When she felt so keenly alive, lying on that insensible shelf of stone,
when her body bounded like a rubber ball away from its hardness, then
she could sing. This, too, she could explain to Fred. He would know
what she meant.
Another week passed. Thea did the same things as before, felt the same
influences, went over the same ideas; but there was a livelier movement
in her thoughts, and a freshening of sensation, like the brightness
which came over the underbrush after a shower. A persistent affirmation-or
denial--was going on in her, like the tapping of the woodpecker in the
one tall pine tree across the chasm. Musical phrases drove each other
rapidly through her mind, and the song of the cicada was now too long
and too sharp. Everything seemed suddenly to take the form of a desire
It was while she was in this abstracted state, waiting for the clock
to strike, that Thea at last made up her mind what she was going to
try to do in the world, and that she was going to Germany to study without
further loss of time. Only by the merest chance had she ever got to
Panther Canyon. There was certainly no kindly Providence that directed
one's life; and one's parents did not in the least care what became
of one, so long as one did not misbehave and endanger their comfort.

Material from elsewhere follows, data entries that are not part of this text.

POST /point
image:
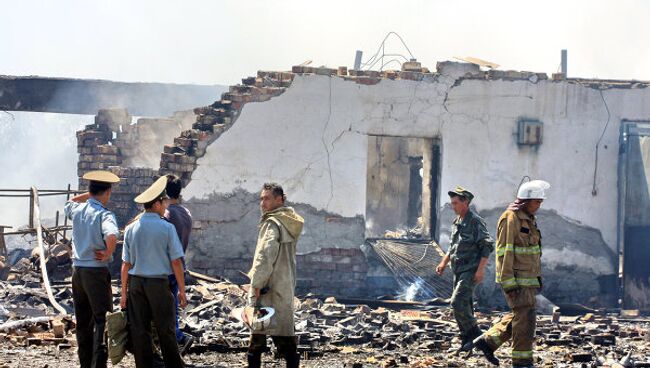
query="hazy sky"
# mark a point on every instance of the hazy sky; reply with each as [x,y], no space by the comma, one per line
[221,41]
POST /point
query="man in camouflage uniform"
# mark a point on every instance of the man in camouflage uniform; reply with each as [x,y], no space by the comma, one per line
[469,249]
[518,271]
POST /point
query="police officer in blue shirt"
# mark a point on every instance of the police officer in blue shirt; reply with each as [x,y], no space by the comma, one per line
[151,252]
[94,236]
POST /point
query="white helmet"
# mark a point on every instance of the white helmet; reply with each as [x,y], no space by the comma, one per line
[535,189]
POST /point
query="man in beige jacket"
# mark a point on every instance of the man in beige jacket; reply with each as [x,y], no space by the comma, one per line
[273,275]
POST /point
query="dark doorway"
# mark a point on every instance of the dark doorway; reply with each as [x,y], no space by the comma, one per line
[634,215]
[402,187]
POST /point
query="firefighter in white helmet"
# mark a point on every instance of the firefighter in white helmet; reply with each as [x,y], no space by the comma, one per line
[518,271]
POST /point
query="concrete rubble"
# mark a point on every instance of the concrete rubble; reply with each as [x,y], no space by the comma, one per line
[370,333]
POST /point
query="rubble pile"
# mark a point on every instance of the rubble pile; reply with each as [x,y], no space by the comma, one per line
[373,334]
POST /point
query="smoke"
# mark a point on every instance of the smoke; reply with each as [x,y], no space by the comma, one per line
[37,149]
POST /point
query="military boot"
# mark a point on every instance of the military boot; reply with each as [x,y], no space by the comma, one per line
[293,360]
[487,351]
[472,334]
[254,360]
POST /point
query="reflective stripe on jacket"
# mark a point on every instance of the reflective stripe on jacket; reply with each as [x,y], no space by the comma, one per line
[518,251]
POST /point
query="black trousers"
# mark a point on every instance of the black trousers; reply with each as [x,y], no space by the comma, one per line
[286,345]
[150,300]
[92,296]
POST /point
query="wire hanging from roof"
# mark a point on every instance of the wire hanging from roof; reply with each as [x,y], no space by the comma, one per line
[379,56]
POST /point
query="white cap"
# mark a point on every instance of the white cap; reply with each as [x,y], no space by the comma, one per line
[535,189]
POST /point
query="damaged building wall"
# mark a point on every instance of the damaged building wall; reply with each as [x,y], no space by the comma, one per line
[314,140]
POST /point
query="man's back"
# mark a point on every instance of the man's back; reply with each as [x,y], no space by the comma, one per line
[181,218]
[91,223]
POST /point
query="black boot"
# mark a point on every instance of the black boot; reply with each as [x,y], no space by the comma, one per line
[254,360]
[472,334]
[483,346]
[293,360]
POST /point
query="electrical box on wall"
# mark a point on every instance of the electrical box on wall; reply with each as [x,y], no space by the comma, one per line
[529,132]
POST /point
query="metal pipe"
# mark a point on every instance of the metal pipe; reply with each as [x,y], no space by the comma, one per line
[41,250]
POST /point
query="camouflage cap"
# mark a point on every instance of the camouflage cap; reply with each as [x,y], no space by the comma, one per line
[460,191]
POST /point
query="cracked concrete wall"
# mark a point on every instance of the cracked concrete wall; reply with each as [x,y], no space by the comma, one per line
[577,265]
[314,140]
[225,232]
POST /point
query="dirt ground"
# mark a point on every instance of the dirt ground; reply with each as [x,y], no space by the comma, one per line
[51,357]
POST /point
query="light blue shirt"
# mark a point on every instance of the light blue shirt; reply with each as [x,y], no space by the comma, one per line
[92,223]
[150,245]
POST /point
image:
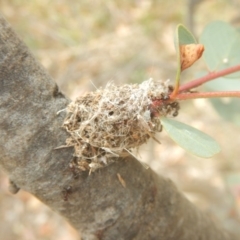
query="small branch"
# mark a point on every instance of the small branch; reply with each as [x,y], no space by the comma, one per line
[186,96]
[212,75]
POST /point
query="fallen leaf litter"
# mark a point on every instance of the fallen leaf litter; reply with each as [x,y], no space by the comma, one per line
[106,124]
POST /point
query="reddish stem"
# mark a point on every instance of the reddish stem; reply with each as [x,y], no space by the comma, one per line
[185,96]
[210,76]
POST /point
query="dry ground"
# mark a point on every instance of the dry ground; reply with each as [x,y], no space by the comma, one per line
[84,44]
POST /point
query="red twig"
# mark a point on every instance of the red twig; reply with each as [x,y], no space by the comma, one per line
[185,96]
[212,75]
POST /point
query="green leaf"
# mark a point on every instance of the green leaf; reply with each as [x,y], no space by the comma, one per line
[182,36]
[222,46]
[191,139]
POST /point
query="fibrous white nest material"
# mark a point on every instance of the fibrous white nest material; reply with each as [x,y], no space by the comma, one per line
[108,122]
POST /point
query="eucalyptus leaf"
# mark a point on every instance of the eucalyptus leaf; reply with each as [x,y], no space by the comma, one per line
[222,46]
[191,139]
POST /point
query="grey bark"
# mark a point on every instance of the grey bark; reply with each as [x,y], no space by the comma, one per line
[98,206]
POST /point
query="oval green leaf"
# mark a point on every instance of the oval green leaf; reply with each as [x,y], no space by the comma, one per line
[222,46]
[191,139]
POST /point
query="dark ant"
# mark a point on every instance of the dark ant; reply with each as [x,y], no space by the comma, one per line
[66,192]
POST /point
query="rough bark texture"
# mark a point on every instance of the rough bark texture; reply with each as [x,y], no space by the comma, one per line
[99,206]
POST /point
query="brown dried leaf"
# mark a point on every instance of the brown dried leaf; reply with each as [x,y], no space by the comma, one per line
[189,54]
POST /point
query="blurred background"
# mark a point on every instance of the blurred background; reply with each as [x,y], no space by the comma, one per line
[85,44]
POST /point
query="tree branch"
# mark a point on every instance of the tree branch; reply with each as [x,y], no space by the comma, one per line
[98,206]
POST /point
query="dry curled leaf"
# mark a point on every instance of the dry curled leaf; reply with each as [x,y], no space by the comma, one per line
[121,180]
[190,53]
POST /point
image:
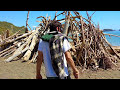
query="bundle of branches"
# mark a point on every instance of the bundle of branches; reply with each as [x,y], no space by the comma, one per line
[90,44]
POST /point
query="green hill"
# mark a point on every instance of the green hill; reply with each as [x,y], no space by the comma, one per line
[9,26]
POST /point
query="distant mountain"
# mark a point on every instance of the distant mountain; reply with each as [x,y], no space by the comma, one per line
[104,30]
[9,26]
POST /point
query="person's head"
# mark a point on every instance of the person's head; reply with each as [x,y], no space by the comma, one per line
[55,26]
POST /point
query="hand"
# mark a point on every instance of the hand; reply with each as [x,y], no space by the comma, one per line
[76,74]
[39,77]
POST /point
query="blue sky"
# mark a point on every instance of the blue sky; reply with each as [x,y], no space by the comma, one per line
[106,19]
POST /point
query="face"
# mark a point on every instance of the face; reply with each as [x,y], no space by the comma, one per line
[58,29]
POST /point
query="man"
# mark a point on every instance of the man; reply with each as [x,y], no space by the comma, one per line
[45,53]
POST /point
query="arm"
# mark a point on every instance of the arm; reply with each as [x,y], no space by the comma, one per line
[38,66]
[72,64]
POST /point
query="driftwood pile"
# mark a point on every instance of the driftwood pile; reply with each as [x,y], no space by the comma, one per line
[89,45]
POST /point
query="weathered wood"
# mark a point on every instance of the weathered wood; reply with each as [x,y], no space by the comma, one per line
[17,54]
[33,43]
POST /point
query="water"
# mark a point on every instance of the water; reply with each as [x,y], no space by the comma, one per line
[115,41]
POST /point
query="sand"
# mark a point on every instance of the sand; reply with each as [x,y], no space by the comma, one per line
[23,70]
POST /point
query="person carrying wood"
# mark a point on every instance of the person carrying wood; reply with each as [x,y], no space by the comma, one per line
[54,50]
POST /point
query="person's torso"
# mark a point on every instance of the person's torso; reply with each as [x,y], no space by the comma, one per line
[47,60]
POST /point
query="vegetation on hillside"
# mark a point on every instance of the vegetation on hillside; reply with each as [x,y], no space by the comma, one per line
[9,26]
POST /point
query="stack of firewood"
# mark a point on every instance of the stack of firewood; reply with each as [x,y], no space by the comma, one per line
[89,45]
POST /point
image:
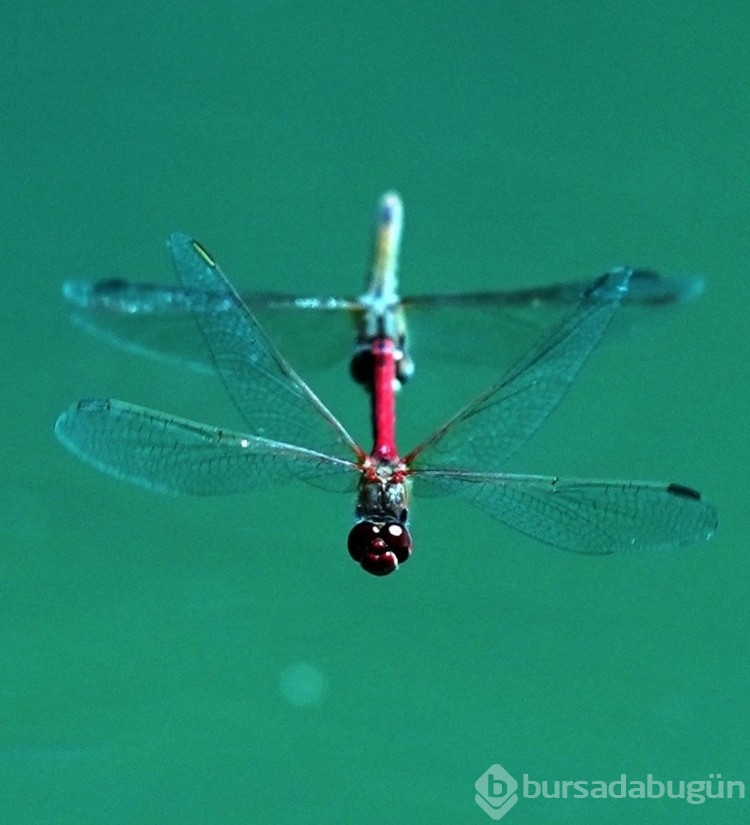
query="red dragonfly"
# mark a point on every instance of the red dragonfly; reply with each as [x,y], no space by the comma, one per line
[291,434]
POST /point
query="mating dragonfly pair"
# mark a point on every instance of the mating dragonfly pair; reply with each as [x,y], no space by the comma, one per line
[291,434]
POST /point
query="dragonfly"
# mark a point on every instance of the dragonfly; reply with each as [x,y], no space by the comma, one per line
[290,434]
[156,320]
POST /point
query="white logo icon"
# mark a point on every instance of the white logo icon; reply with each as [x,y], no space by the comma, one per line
[496,792]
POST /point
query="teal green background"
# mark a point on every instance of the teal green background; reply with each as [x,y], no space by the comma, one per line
[146,642]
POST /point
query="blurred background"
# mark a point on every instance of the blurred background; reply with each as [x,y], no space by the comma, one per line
[222,660]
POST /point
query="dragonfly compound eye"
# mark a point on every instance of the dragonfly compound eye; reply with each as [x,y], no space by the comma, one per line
[379,548]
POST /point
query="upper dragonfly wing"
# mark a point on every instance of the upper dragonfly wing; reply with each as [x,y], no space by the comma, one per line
[156,320]
[596,517]
[491,428]
[169,454]
[271,397]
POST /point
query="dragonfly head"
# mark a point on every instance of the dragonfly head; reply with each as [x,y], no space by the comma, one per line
[379,546]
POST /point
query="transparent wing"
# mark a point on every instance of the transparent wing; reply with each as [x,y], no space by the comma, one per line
[155,320]
[273,400]
[585,516]
[491,428]
[169,454]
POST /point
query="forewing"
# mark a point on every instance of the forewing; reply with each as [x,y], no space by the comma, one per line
[595,517]
[162,452]
[490,429]
[273,400]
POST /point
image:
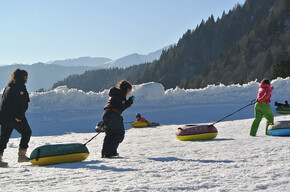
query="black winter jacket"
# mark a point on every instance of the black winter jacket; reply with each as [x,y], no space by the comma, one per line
[14,102]
[117,101]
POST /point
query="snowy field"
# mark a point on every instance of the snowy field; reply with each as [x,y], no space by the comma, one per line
[152,159]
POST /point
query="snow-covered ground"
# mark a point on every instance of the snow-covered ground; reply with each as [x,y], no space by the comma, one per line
[152,159]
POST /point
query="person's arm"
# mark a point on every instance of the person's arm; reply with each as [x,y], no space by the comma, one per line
[266,95]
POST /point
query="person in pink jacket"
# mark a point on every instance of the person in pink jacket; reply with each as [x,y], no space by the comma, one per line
[262,107]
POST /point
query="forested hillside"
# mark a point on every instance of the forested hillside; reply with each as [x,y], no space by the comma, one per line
[243,45]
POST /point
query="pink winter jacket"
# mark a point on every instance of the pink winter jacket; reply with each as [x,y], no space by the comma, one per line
[264,93]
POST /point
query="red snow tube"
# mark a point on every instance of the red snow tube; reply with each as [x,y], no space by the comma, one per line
[196,132]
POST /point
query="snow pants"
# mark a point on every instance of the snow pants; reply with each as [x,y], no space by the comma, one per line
[261,109]
[115,133]
[6,130]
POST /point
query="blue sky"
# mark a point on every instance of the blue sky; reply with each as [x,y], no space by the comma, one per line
[43,30]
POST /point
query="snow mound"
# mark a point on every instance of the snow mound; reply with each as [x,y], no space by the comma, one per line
[148,94]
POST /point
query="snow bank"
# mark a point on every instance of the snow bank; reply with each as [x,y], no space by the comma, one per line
[65,110]
[153,94]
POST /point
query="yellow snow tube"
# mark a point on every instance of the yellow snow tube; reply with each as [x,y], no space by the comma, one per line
[139,124]
[71,158]
[204,136]
[60,153]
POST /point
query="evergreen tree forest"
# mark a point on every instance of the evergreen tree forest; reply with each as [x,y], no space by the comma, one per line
[251,41]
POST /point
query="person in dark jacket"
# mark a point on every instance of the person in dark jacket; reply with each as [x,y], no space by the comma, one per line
[113,121]
[14,104]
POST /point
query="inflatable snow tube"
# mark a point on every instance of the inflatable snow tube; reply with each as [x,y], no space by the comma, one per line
[280,128]
[283,110]
[56,154]
[143,124]
[196,132]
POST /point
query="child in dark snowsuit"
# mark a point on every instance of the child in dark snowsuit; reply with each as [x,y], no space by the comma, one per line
[262,107]
[113,121]
[14,104]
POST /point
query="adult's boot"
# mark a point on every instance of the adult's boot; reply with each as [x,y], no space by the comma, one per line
[2,163]
[22,156]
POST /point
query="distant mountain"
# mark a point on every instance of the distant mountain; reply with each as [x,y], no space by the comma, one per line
[40,75]
[240,46]
[134,59]
[105,63]
[82,61]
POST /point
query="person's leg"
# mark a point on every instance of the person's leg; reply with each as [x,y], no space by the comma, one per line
[268,115]
[6,131]
[257,119]
[24,129]
[119,134]
[108,119]
[107,144]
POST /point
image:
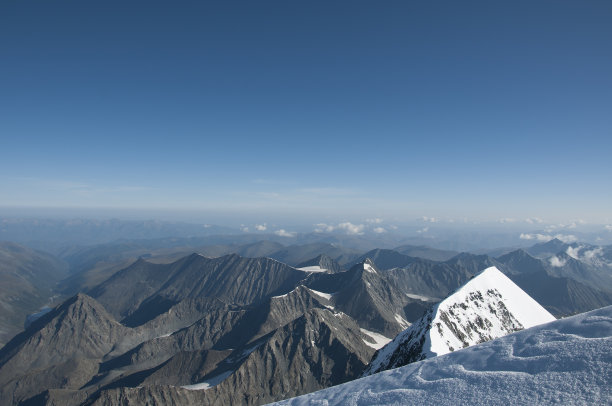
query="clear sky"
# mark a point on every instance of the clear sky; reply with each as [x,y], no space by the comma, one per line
[402,109]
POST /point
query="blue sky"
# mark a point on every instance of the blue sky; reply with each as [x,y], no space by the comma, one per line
[323,109]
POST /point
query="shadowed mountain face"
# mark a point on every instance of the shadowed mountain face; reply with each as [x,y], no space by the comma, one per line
[251,330]
[252,322]
[146,288]
[27,280]
[486,307]
[322,261]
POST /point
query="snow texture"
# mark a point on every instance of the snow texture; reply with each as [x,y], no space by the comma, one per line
[215,380]
[323,295]
[421,297]
[566,362]
[488,306]
[312,269]
[368,268]
[379,339]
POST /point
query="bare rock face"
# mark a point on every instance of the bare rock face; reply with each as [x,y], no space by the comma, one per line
[319,349]
[488,306]
[59,350]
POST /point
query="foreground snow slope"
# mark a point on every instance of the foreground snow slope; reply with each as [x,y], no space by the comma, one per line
[488,306]
[567,362]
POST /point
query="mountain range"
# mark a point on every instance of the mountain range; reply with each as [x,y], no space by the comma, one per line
[233,329]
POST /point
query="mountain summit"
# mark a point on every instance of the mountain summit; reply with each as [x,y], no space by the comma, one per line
[488,306]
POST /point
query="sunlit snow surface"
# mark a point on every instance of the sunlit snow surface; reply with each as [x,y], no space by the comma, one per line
[214,381]
[312,269]
[379,339]
[567,362]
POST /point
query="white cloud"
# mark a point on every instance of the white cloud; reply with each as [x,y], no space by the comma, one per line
[573,252]
[592,254]
[557,262]
[283,233]
[533,220]
[429,219]
[324,228]
[350,228]
[566,238]
[537,237]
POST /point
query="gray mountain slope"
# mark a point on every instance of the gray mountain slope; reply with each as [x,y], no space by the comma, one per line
[287,364]
[386,259]
[559,294]
[144,287]
[59,350]
[27,280]
[371,300]
[488,306]
[296,254]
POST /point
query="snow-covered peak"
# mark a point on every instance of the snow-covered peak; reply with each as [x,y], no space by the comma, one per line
[488,306]
[367,266]
[564,362]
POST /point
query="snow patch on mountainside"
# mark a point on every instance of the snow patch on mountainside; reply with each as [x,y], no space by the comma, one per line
[488,306]
[323,295]
[563,362]
[368,268]
[312,269]
[379,339]
[422,298]
[209,383]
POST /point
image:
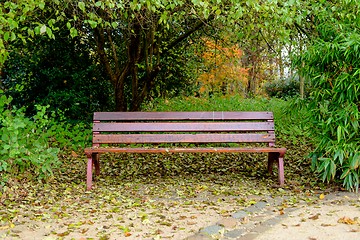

One's life was at the mercy of blind chance. She had better take it
in her own hands and lose everything than meekly draw the plough under
the rod of parental guidance. She had seen it when she was at home last
summer,--the hostility of comfortable, self-satisfied people toward
any serious effort. Even to her father it seemed indecorous. Whenever
she spoke seriously, he looked apologetic. Yet she had clung fast to
whatever was left of Moonstone in her mind. No more of that! The Cliff-Dwellers
had lengthened her past. She had older and higher obligations.